Phase I clinical trials on nulojix were initiated in December 2007 and enrolled 47 healthy people. The trial evaluated the immunogenicity, safety, efficacy and pharmacokinetics of the drug in healthy people. It was completed in August 2008.

Phase II trials to evaluate the safety and efficacy of the drug were initiated in March 2001 and enrolled 230 patients.

Patients were administered either belatacept in combination with cellcept, simulect and corticosteroids or were given cyclosporine. The study was completed in January 2004.

Another Phase II trial was conducted in 173 kidney transplant patients already being administered with cyclosporine. The aim of the trial was to observe if the organ rejection could be prevented by administering belatacept instead of cyclosporine. The trial was initiated in January 2007 and expected to be completed by May 2011.

A Phase II trial was also conducted to observe the pharmacokinetics and safety of the drug in patients being administered with belatacept based medications.

The trial which was initiated in March 2008 is expected to be completed by August 2011.

Phase III trials and Benefit / Benefit-Ext studies

Two phase III studies, namely Benefit and Benefit-Ext, were conducted in kidney transplant patients for three years.

Both the studies were conducted to evaluate the safety and efficacy of the drug, and to compare the effect of belatacept to that of the cyclosporine.

“Belatacept is the first drug to be approved for the prevention of organ rejection in the last ten years.”

The Benefit-Ext study enrolled 540 patients, and was initiated in March 2005 and reached primary completion in May 2008. It was conducted in patients who received kidneys from diseased patients. The Benefit study enrolled around 660 patients and was initiated in June 2006.

The study was conducted in patients who received kidneys from living donors.
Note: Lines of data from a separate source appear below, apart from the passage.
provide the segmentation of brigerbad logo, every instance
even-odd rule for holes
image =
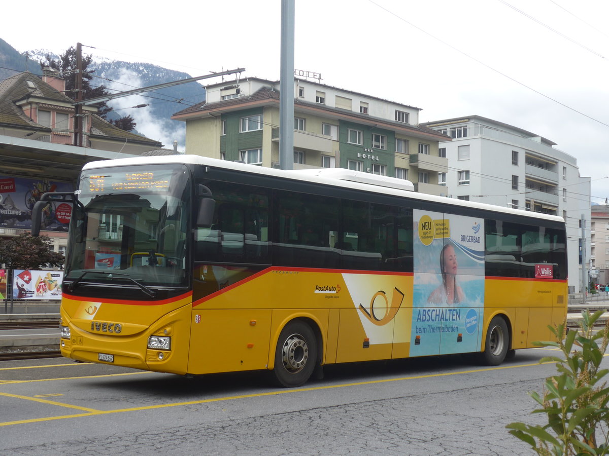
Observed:
[[[315,293],[337,293],[340,291],[340,285],[315,285]]]

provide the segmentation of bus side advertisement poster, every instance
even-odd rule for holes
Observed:
[[[72,184],[66,182],[0,176],[0,227],[30,229],[32,209],[43,193],[73,190]],[[42,215],[42,229],[67,232],[72,205],[49,201]]]
[[[15,299],[60,300],[62,299],[62,271],[13,271],[13,298]]]
[[[479,351],[484,219],[415,210],[410,356]]]

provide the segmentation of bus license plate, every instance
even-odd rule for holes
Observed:
[[[107,353],[97,353],[97,359],[106,362],[114,362],[114,355]]]

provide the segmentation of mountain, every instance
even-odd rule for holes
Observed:
[[[60,53],[63,53],[62,50]],[[44,49],[27,51],[29,57],[26,60],[26,53],[19,53],[6,41],[0,39],[0,80],[26,70],[41,74],[41,61],[46,60],[49,55],[52,58],[57,57],[56,53]],[[111,93],[131,90],[136,88],[148,87],[166,82],[188,79],[188,73],[164,68],[151,63],[126,62],[107,59],[96,59],[89,66],[94,71],[92,85],[105,85]],[[198,82],[168,87],[146,92],[116,98],[108,102],[114,108],[108,115],[109,119],[118,119],[130,115],[135,120],[137,133],[151,139],[161,141],[166,147],[171,148],[174,140],[178,142],[178,150],[183,151],[186,137],[186,124],[178,120],[172,120],[175,112],[199,103],[205,99],[205,88]],[[133,106],[147,104],[144,108]]]

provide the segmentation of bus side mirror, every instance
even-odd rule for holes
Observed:
[[[216,200],[212,198],[211,190],[209,187],[199,184],[197,188],[197,196],[202,197],[199,204],[199,213],[197,215],[197,227],[209,228],[214,219],[214,209],[216,209]]]
[[[199,204],[197,215],[197,227],[209,228],[214,219],[214,209],[216,201],[213,198],[203,198]]]
[[[46,201],[36,201],[32,208],[32,235],[40,235],[40,222],[42,220],[42,210],[49,203]]]

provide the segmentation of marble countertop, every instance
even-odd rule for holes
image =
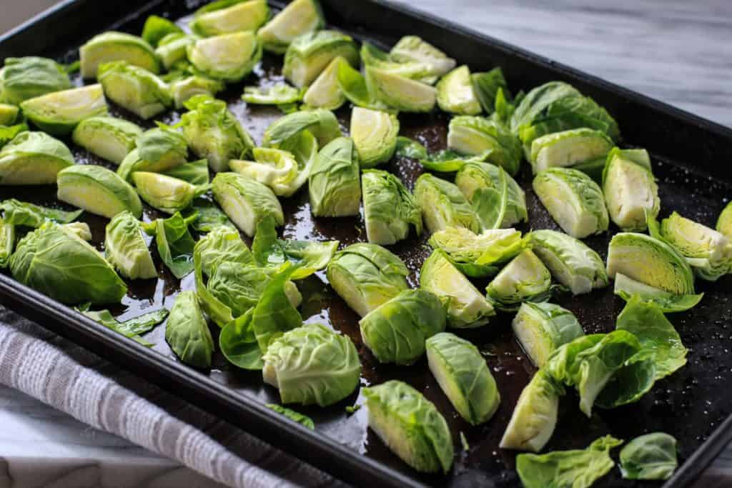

The primary data of the trial was released in June 2008. Both the studies showed that belatacept was superior to cyclosporine in terms of graft survival.

Another trial was initiated in July 2010 in type 1 diabetic patients who have undergone simultaneous islet and kidney transplantation. The trial will evaluate the effect of the drug on kidney functioning, the survival rate, and the safety and efficacy of the drug. The trial is expected to be completed July 2012.

A long term study called Enlist (evaluating nulojix long-term safety in transplant) will be conducted to evaluate the safety and efficacy of the drug in belatacept administered patients.

The trial will enrol patients undergoing belatacept treatment and will evaluate the rate of occurrence of post-transplant lymphoproliferative disorder (PTLD) and PML (an infection leading to death in the patients).

Market commentary

Belatacept is the first drug to be approved for the prevention of organ rejection in the last ten years. It is expected to generate annual sales of $350m to $500m by the end of 2015.